Un autre point à mettre encore en lumière, c’est que les détenteurs de la seule
section matérialiste des sciences ayant acquis tous les sièges des corps savants officiels et
des académies, ayant créé à leur usage des encyclopédies et des dictionnaires de toutes
espèce établis d’après leurs catégories mentales, et par suite ayant formé, d’après leurs
idées, la plupart des intelligences qui vivent de «pâtée intellectuelle toute digérée» ont
accablé de sarcasmes et de saillies, dans leurs dictionnaires, les représentants, bien rares
du reste, de la science vivante et totale. C’est ainsi qu’Arnauld de Villeneuve, Raymond
Lulle, Paracelse, les deux Van Helmont, Swedenborg, Martinès de Pasqually, Louis
Claude de Saint Martin, Wronski, Fabre d’Olivet, Louis Lucas, Lacuria, Eliphas Lévi
sont considérés comme des rêveurs ou des aliénés quand on daigne condescendre jusqu’à
les nommer dans ces ouvrages prétendus «sérieux».

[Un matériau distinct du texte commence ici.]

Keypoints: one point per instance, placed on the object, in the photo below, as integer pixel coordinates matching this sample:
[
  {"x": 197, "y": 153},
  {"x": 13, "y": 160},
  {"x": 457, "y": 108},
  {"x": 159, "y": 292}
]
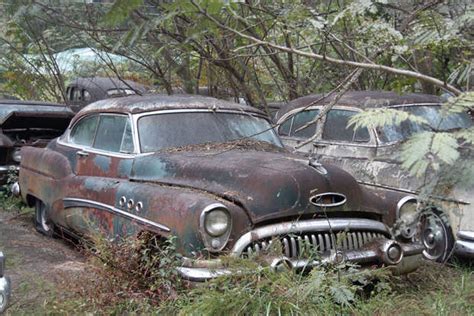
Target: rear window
[
  {"x": 84, "y": 131},
  {"x": 336, "y": 128}
]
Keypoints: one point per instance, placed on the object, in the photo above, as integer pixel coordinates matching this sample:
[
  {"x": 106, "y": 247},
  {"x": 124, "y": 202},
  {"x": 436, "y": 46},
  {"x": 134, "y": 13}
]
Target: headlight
[
  {"x": 409, "y": 213},
  {"x": 408, "y": 216},
  {"x": 16, "y": 155},
  {"x": 216, "y": 224}
]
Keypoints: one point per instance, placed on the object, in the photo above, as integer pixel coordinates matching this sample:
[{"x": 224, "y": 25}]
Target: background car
[
  {"x": 83, "y": 91},
  {"x": 215, "y": 175},
  {"x": 5, "y": 286},
  {"x": 28, "y": 123},
  {"x": 372, "y": 156}
]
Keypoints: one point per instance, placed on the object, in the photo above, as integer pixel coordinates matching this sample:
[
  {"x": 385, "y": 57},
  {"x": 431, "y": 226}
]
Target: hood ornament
[
  {"x": 328, "y": 199},
  {"x": 313, "y": 162}
]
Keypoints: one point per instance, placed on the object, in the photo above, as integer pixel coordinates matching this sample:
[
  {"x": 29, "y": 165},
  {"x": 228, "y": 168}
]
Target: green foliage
[
  {"x": 379, "y": 117},
  {"x": 8, "y": 202},
  {"x": 428, "y": 149},
  {"x": 262, "y": 291},
  {"x": 121, "y": 10}
]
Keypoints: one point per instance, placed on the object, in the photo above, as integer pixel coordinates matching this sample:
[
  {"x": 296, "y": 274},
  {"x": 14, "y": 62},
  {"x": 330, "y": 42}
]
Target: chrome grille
[{"x": 293, "y": 245}]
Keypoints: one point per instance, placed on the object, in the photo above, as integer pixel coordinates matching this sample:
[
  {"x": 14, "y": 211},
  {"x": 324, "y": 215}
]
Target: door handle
[
  {"x": 81, "y": 153},
  {"x": 319, "y": 145}
]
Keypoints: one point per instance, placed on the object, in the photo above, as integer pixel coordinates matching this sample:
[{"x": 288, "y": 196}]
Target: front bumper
[
  {"x": 8, "y": 168},
  {"x": 373, "y": 254},
  {"x": 464, "y": 245},
  {"x": 5, "y": 288}
]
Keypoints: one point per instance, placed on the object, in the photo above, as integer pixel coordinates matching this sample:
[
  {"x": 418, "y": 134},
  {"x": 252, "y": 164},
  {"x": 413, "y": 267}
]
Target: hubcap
[{"x": 434, "y": 237}]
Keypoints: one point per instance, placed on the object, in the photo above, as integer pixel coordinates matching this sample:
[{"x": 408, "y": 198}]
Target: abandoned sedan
[
  {"x": 372, "y": 156},
  {"x": 27, "y": 123},
  {"x": 215, "y": 175}
]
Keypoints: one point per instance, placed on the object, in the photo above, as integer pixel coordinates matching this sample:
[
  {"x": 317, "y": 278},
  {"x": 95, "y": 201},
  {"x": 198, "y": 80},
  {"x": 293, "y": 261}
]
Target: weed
[{"x": 8, "y": 202}]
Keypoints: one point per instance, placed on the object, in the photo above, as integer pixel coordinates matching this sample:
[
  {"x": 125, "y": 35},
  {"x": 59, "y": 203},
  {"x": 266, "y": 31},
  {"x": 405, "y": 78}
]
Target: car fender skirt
[{"x": 71, "y": 202}]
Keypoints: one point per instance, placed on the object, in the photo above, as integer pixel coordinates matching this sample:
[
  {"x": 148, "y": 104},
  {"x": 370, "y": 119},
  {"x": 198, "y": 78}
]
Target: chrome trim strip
[
  {"x": 202, "y": 270},
  {"x": 2, "y": 264},
  {"x": 465, "y": 234},
  {"x": 372, "y": 184},
  {"x": 9, "y": 168},
  {"x": 322, "y": 225},
  {"x": 77, "y": 202},
  {"x": 464, "y": 248}
]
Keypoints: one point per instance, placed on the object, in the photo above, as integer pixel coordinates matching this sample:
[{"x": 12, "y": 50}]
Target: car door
[
  {"x": 104, "y": 153},
  {"x": 352, "y": 150}
]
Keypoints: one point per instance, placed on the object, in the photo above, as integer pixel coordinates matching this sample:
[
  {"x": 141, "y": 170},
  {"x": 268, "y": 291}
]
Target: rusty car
[
  {"x": 214, "y": 175},
  {"x": 372, "y": 156},
  {"x": 85, "y": 90},
  {"x": 5, "y": 286},
  {"x": 27, "y": 123}
]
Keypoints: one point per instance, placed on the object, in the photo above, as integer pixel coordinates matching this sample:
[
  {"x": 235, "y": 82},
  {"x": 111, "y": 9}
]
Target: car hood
[{"x": 266, "y": 185}]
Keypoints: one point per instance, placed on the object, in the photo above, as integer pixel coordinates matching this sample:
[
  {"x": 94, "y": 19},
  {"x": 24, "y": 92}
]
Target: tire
[
  {"x": 42, "y": 222},
  {"x": 437, "y": 236}
]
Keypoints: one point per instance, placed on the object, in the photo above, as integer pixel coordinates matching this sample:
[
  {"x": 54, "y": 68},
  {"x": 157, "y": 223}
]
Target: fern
[{"x": 429, "y": 149}]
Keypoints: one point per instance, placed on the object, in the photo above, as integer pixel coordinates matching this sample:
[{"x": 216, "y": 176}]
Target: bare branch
[{"x": 402, "y": 72}]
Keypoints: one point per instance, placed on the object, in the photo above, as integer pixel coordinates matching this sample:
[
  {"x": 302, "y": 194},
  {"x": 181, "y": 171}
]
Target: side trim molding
[{"x": 77, "y": 202}]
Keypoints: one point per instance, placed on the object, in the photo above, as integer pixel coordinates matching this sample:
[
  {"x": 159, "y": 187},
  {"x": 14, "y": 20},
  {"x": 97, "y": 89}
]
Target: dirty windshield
[
  {"x": 436, "y": 119},
  {"x": 181, "y": 129}
]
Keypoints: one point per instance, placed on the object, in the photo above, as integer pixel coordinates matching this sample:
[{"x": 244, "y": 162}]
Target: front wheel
[
  {"x": 42, "y": 222},
  {"x": 437, "y": 236}
]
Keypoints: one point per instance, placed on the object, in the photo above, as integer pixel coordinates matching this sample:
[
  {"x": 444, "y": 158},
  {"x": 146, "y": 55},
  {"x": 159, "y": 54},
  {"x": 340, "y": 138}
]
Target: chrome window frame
[
  {"x": 370, "y": 144},
  {"x": 65, "y": 140},
  {"x": 137, "y": 117}
]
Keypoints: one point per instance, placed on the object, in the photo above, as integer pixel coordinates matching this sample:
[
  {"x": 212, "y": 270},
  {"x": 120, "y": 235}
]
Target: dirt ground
[{"x": 39, "y": 267}]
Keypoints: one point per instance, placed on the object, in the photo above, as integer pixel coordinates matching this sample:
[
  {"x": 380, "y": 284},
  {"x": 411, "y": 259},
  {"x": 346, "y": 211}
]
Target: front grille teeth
[{"x": 294, "y": 246}]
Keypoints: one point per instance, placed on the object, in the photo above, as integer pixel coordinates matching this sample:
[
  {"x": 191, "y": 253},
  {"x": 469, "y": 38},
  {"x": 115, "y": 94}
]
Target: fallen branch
[{"x": 392, "y": 70}]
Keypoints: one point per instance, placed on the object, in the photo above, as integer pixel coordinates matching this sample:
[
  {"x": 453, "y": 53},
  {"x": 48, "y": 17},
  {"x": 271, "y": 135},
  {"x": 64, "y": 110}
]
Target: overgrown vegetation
[{"x": 128, "y": 277}]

Aussi comprend-on pourquoi celui qui veut devenir un disciple de la Science
vivante doit être prêt à subir tous les outrages intellectuels et à supporter toutes les
calomnies après la mort. Durant la vie, il doit se résoudre à ne jamais occuper une
situation officielle, quels que soient ses mérites. Songez donc, un aliéné ou tout au moins
un demi-fou qui étudie l’hébreu et lit le grec encore à trente ans, alors qu’il est de bon ton
de l’oublier après le baccalauréat! Et le doux rêveur verra de joyeux drilles s’ériger en
juges de ses idées et s’efforcer de le ramener aux sains principes de la pipe et de la
brasserie. Mais, si l’enthousiaste s’entête dans son rêve, malheur à lui! Il sait ce que les
autres ignorent, il parle au nom de ces mystères de la
Naissance et de la Mort auxquels les autres ne pensent
jamais sans terreur, il connaît ces arts mystérieux qui on
permis à Shakespeare, à Balzac, à Goethe, de voir clair
dans l’âme humaine; c’est un défenseur de Paracelse et
de Swedenborg; c’est un mystique, horreur! Qu’il cache
sa honte et qu’il meure de faim comme Wronski! Après
sa mort, on dira qu’il était fou et qu’il se grisait, chaque
édition nouvelle de l’Encyclopédie s’augmentera d’une
calomnie inédite et si, cinquante ans après, ce cadavre
se dresse encore à travers ses œuvres, comme c’est le
cas pour Wronski, alors le secrétaire perpétuel de
l’Académie des Sciences se lèvera lui-même pour
s’efforcer de tuer à jamais ce cadavre récalcitrant, ne
serait-ce que dans la Revue des Deux Mondes.
( Fabre d’Olivet)
Mais ces réprouvés, ces pestiférés, ces maudits traversent les générations, et leur
nom rayonne encore alors que la poussière de leurs ouvrages académiques recouvre
depuis longtemps le nom des Immortels de l’Institut. Par quel phénomène les tués
ressuscitent-ils d’âge en âge? Simplement parce que la Science vivante a ses servants
comme la science morte et que ceux-là viennent à l’occulte sans espoir de triomphe et
seulement par amour de la vérité. Dans les réunions fraternelles, ils apprennent à
connaître et à aimer leurs ancêtres et leurs maîtres, et ils savent les défendre devant les
profanes quand cela est nécessaire. La chaîne ne s’est jamais brisée depuis les premières
réunions des alchimistes devant la porte droite de Notre-Dame de Paris jusqu’à nos jours,
et cela continuera jusqu’au jour où les deux tronçons de la Science s’uniront en
illuminant la race blanche, et où se fera
le mariage mystique de la Science qui
nie et de la Foi qui affirme, union de la
Vierge et de l’Agneau, incarnation du
Saint-Esprit dans l’humanité. Jusque-là
Mathèse n’existera que pour les
mystiques et pour ceux qui voyant ce
mot : Science Occulte, ne reculent pas
épouvantés. A ceux-là nous donnons une
clef de la porte du jardin; qu’ils entrent
et qu’ils cherchent par eux-mêmes dans
les allées la clef d’or qui ouvre le
pavillon des mystères, sur la porte
duquel il est écrit : savoir soufrir,
s’abstenir, mourir, aimer et pardonner.